The inverse of the 3 by 3 Matrix is highly beneficial in Algebraic problems that are highly complicated and needs several steps to be solved. For example, if there is a problem that needs you to divide by a fraction then you can more easily multiply by its reciprocal instead of using the fraction to divide the number. This is called the inverse operation. Similarly, since there is no presence of division that needs to be done in a matrix all you need to do is use the inverse operations and multiply with the help of it. Calculating the Inverse of 3 by 3 Matrix is a very hard task but you can understand and practice them for a better understanding.
2. How to understand the Inverse of 3 by 3 Matrix well with just solved examples?
You don't need to understand the concept involved in the Inverse of 3 by 3 Matrix by just solving the solved examples. Being a student you might have access to the textbook which consists of problems and their related theory. First, make sure you refer to the textbook and check what is provided in it to understand the basic concepts and what the numbers and brackets involved in the Inverse of 3 by 3 Matrix indicate. If you do not have access to the textbook then you can refer to the Vedantu NCERT textbooks provided. Once you understand the concept, then move on to the solved examples that are present in the textbook.
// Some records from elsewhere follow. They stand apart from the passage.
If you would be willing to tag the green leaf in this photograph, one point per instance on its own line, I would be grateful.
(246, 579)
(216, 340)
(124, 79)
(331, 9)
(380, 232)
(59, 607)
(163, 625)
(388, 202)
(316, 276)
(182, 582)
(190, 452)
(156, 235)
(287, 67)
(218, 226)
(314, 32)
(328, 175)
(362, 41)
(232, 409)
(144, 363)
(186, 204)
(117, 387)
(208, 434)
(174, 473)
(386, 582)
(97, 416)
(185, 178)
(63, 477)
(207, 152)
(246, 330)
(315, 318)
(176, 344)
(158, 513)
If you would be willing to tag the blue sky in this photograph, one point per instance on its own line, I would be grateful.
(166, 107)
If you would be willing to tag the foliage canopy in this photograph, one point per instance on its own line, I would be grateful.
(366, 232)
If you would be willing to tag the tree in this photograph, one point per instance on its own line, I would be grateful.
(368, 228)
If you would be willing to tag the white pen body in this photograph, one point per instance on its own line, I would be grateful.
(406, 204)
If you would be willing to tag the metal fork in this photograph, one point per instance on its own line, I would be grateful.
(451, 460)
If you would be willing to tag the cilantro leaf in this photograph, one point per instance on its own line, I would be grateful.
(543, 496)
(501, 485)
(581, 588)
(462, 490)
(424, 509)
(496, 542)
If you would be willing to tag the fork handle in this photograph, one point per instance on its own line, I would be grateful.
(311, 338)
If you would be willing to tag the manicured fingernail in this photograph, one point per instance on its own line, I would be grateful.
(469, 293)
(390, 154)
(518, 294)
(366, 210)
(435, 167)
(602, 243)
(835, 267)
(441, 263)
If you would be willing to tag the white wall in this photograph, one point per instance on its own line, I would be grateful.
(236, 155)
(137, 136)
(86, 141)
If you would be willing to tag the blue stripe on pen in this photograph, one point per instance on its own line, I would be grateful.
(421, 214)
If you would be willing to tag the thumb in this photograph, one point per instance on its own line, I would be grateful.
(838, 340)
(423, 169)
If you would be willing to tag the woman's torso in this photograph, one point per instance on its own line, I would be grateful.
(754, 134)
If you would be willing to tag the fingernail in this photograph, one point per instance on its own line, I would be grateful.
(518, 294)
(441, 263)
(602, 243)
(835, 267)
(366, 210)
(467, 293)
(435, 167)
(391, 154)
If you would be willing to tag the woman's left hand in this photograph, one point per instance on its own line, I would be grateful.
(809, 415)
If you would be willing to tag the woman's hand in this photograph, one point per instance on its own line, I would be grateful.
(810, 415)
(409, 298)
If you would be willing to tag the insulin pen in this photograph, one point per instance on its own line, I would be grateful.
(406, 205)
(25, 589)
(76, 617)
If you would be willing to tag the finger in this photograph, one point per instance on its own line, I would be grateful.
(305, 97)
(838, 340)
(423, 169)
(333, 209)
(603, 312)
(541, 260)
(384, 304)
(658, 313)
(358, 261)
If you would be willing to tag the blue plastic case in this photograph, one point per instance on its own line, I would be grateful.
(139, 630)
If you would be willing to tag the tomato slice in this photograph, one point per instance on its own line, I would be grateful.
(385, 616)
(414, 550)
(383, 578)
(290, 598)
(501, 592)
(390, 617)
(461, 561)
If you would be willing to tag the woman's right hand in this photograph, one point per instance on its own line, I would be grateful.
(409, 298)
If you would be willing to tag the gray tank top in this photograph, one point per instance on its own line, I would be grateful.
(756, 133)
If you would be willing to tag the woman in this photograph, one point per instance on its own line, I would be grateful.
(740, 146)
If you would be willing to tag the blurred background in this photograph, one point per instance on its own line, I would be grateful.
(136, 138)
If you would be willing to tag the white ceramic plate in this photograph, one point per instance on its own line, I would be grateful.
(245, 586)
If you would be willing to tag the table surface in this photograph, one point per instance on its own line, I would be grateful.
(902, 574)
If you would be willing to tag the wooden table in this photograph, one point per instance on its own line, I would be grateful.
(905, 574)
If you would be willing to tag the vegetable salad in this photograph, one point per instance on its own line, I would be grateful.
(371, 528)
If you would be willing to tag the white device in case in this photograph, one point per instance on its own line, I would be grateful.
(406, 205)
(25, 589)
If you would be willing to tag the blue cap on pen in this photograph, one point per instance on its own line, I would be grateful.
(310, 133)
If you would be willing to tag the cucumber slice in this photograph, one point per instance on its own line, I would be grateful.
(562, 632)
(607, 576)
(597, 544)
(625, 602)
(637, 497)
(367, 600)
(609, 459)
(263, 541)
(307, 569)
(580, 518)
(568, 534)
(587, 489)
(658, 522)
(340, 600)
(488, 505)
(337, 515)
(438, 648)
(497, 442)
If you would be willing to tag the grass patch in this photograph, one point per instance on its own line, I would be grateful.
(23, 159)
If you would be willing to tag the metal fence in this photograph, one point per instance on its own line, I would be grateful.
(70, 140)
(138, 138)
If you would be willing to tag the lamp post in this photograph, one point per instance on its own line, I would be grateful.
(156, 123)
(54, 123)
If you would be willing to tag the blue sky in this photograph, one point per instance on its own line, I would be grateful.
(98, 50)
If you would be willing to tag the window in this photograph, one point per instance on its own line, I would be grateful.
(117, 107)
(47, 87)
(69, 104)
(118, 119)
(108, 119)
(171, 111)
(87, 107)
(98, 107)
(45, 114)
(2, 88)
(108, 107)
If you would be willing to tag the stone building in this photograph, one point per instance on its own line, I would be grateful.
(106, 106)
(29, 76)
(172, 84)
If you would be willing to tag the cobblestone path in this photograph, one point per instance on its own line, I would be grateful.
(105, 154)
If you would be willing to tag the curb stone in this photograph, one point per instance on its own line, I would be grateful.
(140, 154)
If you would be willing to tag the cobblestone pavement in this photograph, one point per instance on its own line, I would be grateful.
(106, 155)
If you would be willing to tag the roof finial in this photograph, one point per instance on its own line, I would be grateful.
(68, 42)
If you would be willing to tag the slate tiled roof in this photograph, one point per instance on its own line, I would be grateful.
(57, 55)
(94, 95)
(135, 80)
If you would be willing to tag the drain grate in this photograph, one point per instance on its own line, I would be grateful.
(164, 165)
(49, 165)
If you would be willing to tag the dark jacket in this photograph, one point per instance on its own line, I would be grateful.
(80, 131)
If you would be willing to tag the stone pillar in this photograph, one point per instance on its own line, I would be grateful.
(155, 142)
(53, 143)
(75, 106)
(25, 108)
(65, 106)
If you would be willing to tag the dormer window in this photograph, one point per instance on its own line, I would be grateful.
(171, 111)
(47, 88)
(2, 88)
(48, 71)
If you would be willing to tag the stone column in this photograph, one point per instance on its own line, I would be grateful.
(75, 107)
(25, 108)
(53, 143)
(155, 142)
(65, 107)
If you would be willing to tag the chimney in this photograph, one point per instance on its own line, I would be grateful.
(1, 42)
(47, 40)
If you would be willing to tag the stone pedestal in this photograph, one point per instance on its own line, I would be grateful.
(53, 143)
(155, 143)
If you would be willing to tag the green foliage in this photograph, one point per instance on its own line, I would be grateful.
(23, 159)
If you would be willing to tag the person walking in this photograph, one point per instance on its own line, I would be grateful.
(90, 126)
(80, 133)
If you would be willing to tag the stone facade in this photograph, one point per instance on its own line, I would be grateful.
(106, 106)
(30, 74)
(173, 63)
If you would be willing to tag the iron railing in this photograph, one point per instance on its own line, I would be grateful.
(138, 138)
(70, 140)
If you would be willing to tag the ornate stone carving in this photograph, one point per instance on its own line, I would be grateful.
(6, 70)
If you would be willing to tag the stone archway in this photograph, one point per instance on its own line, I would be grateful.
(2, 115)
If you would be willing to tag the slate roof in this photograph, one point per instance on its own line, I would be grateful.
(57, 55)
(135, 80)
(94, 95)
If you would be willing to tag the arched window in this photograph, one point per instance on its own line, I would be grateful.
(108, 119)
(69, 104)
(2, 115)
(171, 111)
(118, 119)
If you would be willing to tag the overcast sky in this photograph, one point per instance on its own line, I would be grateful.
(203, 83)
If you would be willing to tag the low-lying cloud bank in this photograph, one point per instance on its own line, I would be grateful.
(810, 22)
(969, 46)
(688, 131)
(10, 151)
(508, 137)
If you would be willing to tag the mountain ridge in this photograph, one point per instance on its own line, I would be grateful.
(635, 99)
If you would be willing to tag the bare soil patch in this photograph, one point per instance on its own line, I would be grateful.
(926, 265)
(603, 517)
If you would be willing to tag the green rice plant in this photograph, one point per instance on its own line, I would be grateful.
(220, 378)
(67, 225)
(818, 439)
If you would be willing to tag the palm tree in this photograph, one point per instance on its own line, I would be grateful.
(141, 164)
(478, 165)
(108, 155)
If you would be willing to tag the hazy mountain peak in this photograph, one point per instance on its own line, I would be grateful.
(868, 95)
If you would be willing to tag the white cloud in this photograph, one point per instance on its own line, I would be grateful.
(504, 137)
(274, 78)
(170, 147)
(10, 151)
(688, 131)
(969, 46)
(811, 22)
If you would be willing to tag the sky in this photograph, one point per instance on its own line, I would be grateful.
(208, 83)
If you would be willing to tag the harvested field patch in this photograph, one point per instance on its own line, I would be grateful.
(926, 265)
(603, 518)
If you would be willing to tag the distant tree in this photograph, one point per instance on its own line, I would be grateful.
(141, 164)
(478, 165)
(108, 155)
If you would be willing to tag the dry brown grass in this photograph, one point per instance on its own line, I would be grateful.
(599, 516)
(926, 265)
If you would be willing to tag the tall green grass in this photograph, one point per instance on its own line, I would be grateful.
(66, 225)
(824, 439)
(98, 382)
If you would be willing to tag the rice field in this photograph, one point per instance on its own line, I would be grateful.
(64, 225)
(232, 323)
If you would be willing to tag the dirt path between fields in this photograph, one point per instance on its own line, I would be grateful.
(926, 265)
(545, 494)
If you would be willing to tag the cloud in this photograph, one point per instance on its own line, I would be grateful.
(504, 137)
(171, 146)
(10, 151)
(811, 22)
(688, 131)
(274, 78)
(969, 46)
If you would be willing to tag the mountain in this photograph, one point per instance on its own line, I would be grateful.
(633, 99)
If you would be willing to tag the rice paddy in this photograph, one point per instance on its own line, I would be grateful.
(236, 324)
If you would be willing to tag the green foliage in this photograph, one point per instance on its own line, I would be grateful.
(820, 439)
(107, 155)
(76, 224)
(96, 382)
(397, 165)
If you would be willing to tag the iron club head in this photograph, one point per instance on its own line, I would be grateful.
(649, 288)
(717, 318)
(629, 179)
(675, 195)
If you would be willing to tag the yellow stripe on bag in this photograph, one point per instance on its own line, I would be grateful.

3. Does Vedantu only provide Inverse of 3 by 3 Matrix solved examples or does it also provide other important study materials?
Yes, Vedantu does provide a lot of other study materials other than Inverse of 3 by 3 Matrix solved examples and hence students who do not have access to other extra study materials do not need to worry as they can access all the facilities for free of cost on Vedantu. Students can also get access to the Vedantu sample papers that may contain examples that are similar to Inverse of 3 by 3 Matrix and are deemed to be important for exams.
4. Is it possible to use a calculator to solve questions that are related to the Inverse of 3 by 3 Matrix?
Yes it is possible to use a calculator to solve the problems related to Inverse of 3 by 3 Matrix and the steps can be given as follows
First, select a calculator that consists of matrix capabilities
enter the matrix onto your calculator
Now select the edit submenu given
Select a name for the matrix you have entered
enter the dimension of the matrix entered
enter each of the elements of the matrix
quit the matrix function and use the inverse key to find the inverse matrix from the original matrix
convert the inverse matrix to get the answer to the question.
While it is easy to find the answers using a calculator, not using the calculator is highly recommended so that you understand the concept well.
5. How to get easy shortcuts to solve the Inverse of 3 by 3 Matrix sums that are provided in the Algebra textbook?
Problems based on the Inverse of 3 by 3 Matrix might seem like they are too hard to understand and you need a shortcut so that you can solve them in exams. However, it is seen that there are no shortcuts when it comes to solving Math problems. You not only need to understand the concept but you will also need to understand the steps that are involved while solving the question. Even though it may take some time and practice it is definitely worth all the marks that you score once you solve them in the exam.